Unless you have exceptionally unique needs, or a lot of money to throw into this, I strongly recommend against this. It’s too easy to have something custom built for you that, when the developer disappears, is just a mess to whomever you hire to fix or change it.
If you hire someone to build your site, I strongly recommend they work within existing tools like WordPress.
What I do
Ask Leo! has been around for 13 years as I write this, so as you can imagine it’s been through a few iterations of both implementation and design.
Ask Leo! was originally implemented using one of WordPress’s earlier competitors that’s now fallen out of favor: MovableType. In fact, if you look at any article on the domain ask-leo.com (note the dash), that’s still the final iteration of the older MovableType site. Here’s an example.
When I decided to make the transition to WordPress, I contracted a custom Ask Leo! theme. That served me well for quite some time, but as I continued to grow the site, I grew frustrated with it, mostly by things only I would see: bloated code, and an interface that was difficult for me to further customise myself.
I ended up purchasing the Genesis Framework – essentially a toolkit and platform on which to build themes – along with a number of themes. All my non-Ask Leo! sites are now implemented using various “child themes” from StudioPress, built on Genesis.
As I write this, Ask Leo! On Business uses the “Author Pro” theme using Genesis.

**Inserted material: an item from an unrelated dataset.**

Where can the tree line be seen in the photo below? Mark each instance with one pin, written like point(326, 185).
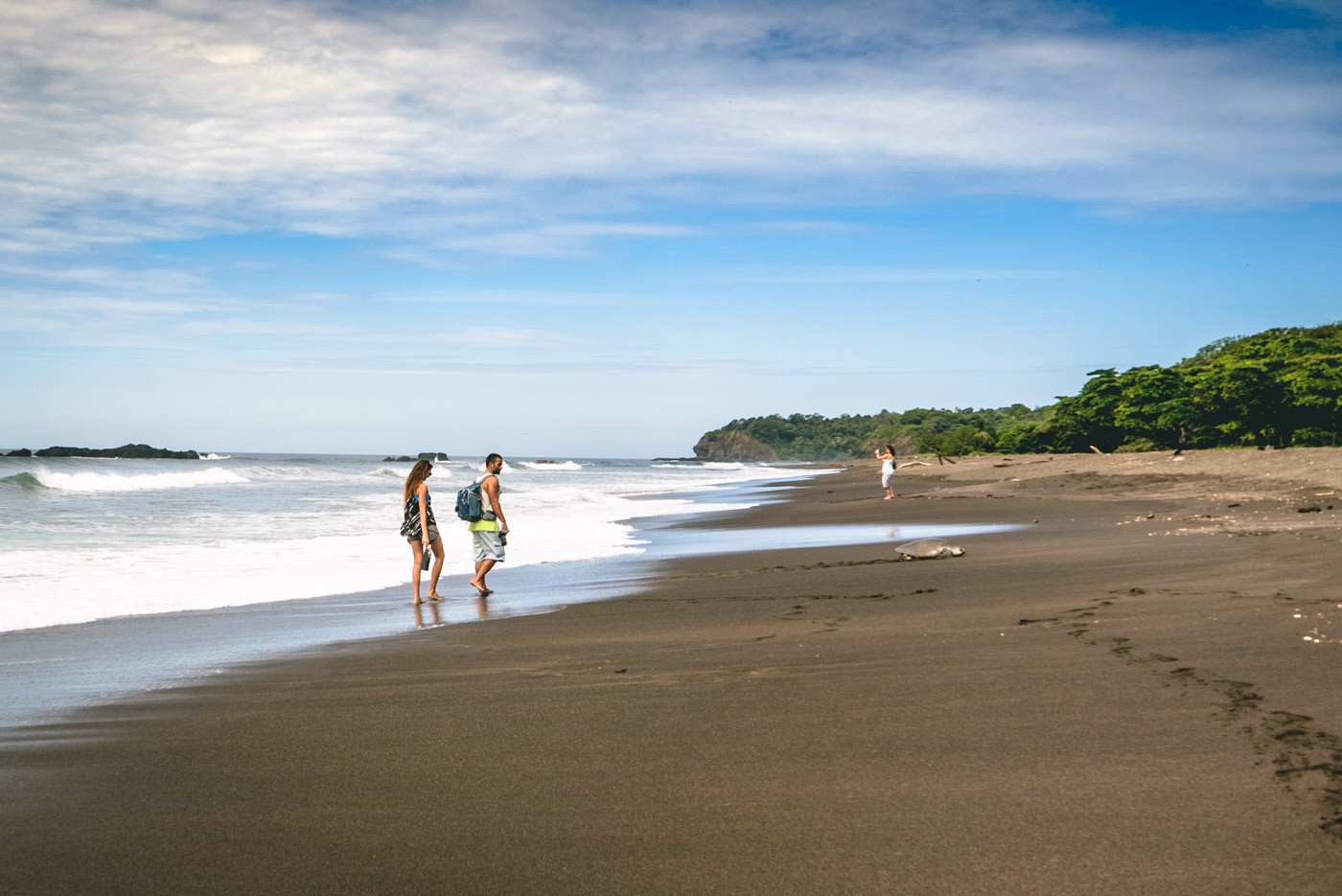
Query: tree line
point(1275, 389)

Since I found myself getting more and more comfortable with Genesis, I decided to have the Ask Leo! theme re-implemented as a Genesis-based child theme. I used a freelancer to, essentially, replicate the look and feel of the site as a new child theme. I use that theme on all the other Ask Leo! related sites, (with the exception of the store, which uses a theme that’s specific to, and more compatible with, my shopping cart, which is also a WordPress plugin).
One of the reasons I moved away from my original custom theme is that it was too difficult to tweak. Now that I’m all-in on Genesis, I’ve definitely made a few further customizations of my own. I am an engineer, after all, and we love to “fix” things. 🙂
What matters most
One of the very first things I tweaked about the Ask Leo! theme is an example of what really matters most.
I changed the text color from dark gray to pure black.
Why? Because I heard reports from individuals who were having difficulty reading the text. What appeared to be dark gray on some screens would actually wash out and become difficult to distinguish on others.
What matters most is your visitors’ experience.
If they can’t navigate the site, find what they’re looking for, are given an unpleasant reading experience, or can’t even read the text … that’s a problem.
I won’t go so far as to say “all problems must be fixed”, but each problem requires a thoughtful decision. Popups, for example, can be a contentious issue, and yet I elect to keep them on Ask Leo!, because they’re critical to my site’s health. A decision, not an accident.
Font color, similarly, was a decision I made based on reader feedback.
Whatever the design, however pretty, and however much you think your site is a wonder to behold, if it’s a problem for your visitors, ultimately, it’s a problem for you.
Just as you write content to add value to your visitors, make sure your site design values your visitors’ experience as much as it can.
1: It’s not that look-and-feel doesn’t matter to the search engines; it does, but indirectly. If people stay a while because the site is clean, engaging, and easy to navigate, the search engines may notice. Conversely, if your site is ugly and scares people away, the search engines are likely to notice that too.